The warning issued by Madrid against Spaniards’ travel to Algeria and to the Tindouf camps is still relevant. The Spanish Ministry of Foreign Affairs is still posting on its website the travel warning underlining the “existence of serious risks of kidnappings in Algeria or in some areas” of the country and especially in the Polisario-controlled Sahrawi refugee camps in Tindouf.
On the basis of “reliable information” about the risk of an “imminent abduction” of members of humanitarian NGOs operating in the Tindouf camps, the Spanish government had evacuated on July 28, more than a dozen Spanish and European aid workers from these camps in southwestern Algeria.
The Spanish Secretary of State for Foreign Affairs, Gonzalo de Benito, was quoted Saturday by the Spanish news agency EFE as saying that the Spanish International Cooperation Agency for Development (AECID) had hired a security expert to assess the current level of risk in the Tindouf camps.
In the light of this assessment, the Spanish government decided to maintain its warning to Spanish nationals “not to go to the zone”, because the abduction risk is still looming on foreigners.

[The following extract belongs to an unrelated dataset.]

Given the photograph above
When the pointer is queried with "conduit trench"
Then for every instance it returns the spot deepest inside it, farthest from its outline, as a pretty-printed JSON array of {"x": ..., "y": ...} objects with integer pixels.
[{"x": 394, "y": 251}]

In its travel recommendations updated daily on its website, the Department of Foreign Affairs continues to warn, with regard to Algeria, about “the existence of a serious risk of kidnapping all over the country or in some areas” and “warns” against going to the area of ??Tindouf.
Three aid workers, two Spaniards and an Italian, were kidnapped on October 23, 2011, in the Hassi Rabuni camp which hosts the headquarters of the Polisario. The three hostages were released on July 18 in exchange of a 15 million Euro ransom paid to the MUJAO kidnappers and the liberation of some of their Islamist companions.